Wenn ich der Mehrheit zustimme, dann aus rein politischen - ich kann auch sagen: referendumspolitischen, abstimmungspolitischen - Überlegungen, nicht aber aufgrund der Überzeugung, dass andere Prozentsätze verfassungswidrig wären. Ich bitte Sie, der Mehrheit zuzustimmen, wenn [PAGE 17] Sie dieser Argumentation folgen können. Ich möchte nicht noch einmal eine Niederlage vor dem Volk erleiden.
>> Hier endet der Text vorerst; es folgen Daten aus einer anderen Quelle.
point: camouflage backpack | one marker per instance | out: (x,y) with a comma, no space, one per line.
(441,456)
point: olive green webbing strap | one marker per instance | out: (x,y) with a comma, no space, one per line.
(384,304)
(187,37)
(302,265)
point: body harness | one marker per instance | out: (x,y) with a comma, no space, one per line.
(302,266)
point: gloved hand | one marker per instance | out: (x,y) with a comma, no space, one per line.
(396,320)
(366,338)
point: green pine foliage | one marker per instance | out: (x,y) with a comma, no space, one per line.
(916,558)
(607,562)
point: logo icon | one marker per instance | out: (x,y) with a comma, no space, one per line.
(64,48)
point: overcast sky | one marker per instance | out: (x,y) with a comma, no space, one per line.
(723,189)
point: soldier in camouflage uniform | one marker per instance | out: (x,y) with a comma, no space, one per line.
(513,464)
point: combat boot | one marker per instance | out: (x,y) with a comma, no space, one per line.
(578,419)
Das sage ich ganz offen: Lieber den Spatz in der Hand als die Taube auf dem Dach!
Zu einem letzten Punkt: Wir werden nicht darum herumkommen, ob wir es wollen oder nicht, in der nächsten Zeit die Entwicklungen im internationalen Umfeld sehr genau zu beobachten, damit die Schweiz in diesem Bereich konkurrenzfähig bleibt. Darum kommen wir nicht herum. Deshalb ist das, was wir heute entscheiden, nicht auf immer und ewig festgeschrieben, sondern es ist ein Entscheid zur heutigen Zeit, der morgen angesichts veränderter internationaler Verhältnisse durchaus auch anders, weiter gehend ausfallen kann. Das möchte ich hier noch betonen. Wir fällen einen Entscheid für heute, aber das internationale Umfeld und der internationale Steuerwettbewerb - den können wir nicht aufhalten - verändern sich. Wenn wir mithalten wollen, tun wir gut daran, ein Auge auf diese Entwicklung zu haben.
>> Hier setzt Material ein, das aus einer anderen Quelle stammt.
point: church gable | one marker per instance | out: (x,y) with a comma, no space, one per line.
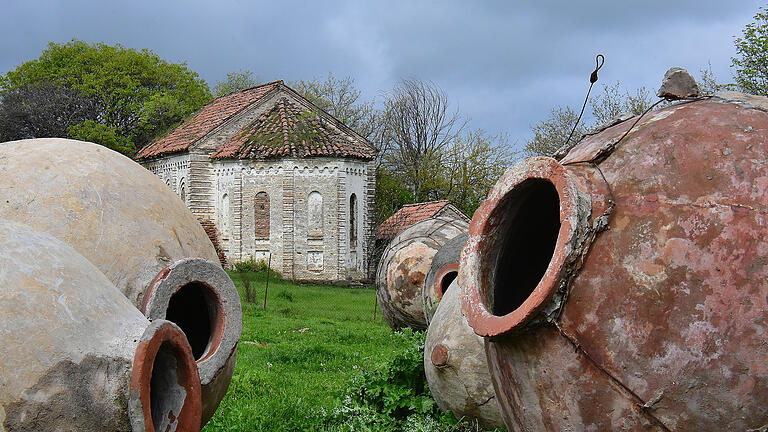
(208,118)
(266,121)
(288,128)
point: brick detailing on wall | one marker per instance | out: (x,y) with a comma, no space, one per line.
(343,246)
(237,217)
(213,234)
(370,221)
(288,225)
(200,196)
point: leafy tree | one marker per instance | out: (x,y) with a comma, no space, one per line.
(751,61)
(391,194)
(612,102)
(139,94)
(475,161)
(341,99)
(708,84)
(550,134)
(235,81)
(44,110)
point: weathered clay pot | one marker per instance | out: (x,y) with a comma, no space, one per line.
(625,286)
(456,367)
(404,265)
(77,355)
(442,272)
(137,232)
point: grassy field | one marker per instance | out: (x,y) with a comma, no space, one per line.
(296,358)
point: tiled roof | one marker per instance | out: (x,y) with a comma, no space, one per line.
(289,129)
(205,120)
(408,215)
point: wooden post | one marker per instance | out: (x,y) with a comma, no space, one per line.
(266,289)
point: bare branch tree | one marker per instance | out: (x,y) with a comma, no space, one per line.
(419,129)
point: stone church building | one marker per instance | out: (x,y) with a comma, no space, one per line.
(277,176)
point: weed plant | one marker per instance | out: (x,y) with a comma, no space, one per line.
(316,360)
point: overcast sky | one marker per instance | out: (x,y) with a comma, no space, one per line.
(503,64)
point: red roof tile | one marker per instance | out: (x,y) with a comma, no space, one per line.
(289,129)
(205,120)
(408,215)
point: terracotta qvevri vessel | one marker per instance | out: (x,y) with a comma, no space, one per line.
(624,286)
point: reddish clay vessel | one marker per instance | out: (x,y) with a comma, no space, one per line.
(625,286)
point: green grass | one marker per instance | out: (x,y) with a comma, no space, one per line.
(297,357)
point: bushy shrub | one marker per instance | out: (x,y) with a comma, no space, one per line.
(247,268)
(393,396)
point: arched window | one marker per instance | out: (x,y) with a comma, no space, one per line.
(353,221)
(261,216)
(183,191)
(225,215)
(315,214)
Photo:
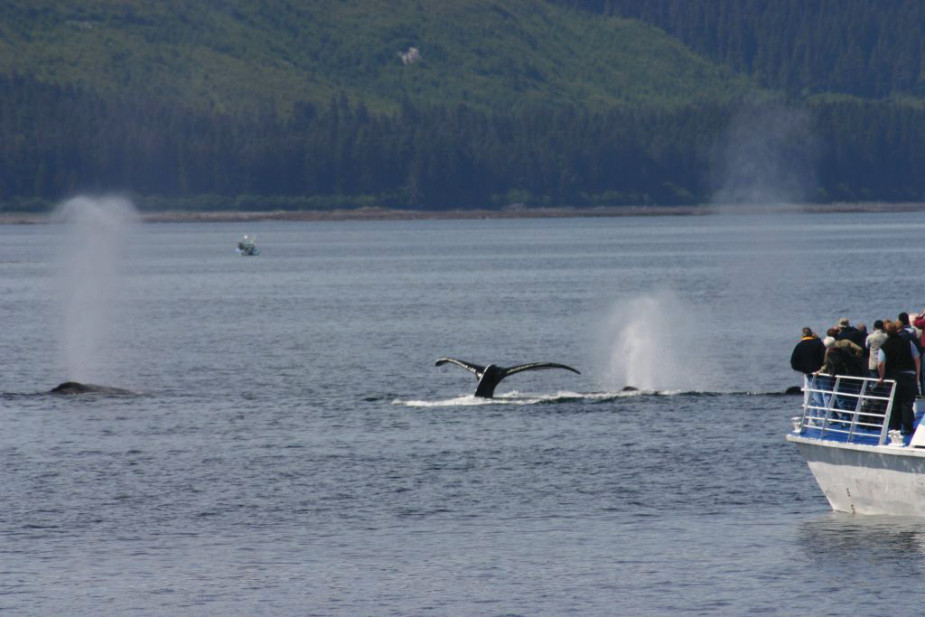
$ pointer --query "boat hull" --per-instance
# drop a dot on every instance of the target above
(867, 479)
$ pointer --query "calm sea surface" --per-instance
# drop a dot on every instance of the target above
(294, 450)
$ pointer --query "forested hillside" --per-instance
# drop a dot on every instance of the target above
(290, 105)
(866, 48)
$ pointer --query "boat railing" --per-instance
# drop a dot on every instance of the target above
(846, 408)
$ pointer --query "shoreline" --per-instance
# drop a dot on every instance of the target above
(385, 214)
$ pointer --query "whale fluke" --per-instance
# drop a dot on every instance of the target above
(75, 387)
(489, 376)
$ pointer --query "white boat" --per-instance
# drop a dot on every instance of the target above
(861, 465)
(248, 246)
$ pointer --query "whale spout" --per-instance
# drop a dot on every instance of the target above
(75, 387)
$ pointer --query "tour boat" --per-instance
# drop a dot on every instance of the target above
(861, 465)
(248, 246)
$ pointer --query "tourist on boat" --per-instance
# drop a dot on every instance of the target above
(841, 359)
(847, 331)
(872, 344)
(809, 354)
(899, 360)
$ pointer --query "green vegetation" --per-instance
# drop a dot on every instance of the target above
(283, 104)
(243, 55)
Ich empfehle Ihnen, der Mehrheit zuzustimmen, einen ersten Schritt auf Bundesebene zu machen. Lassen Sie auch die Kantone frei entscheiden, gemäss Artikel 7 des Steuerharmonisierungsgesetzes, mindestens was das Ausmass betrifft. Dann haben Sie meines Erachtens einen Entscheid gefällt, der tragbar ist, der politisch abgestützt ist, der verfassungsmässig in keiner Weise infrage steht, und Sie haben einen Anfang gemacht, der später ausgebaut werden kann.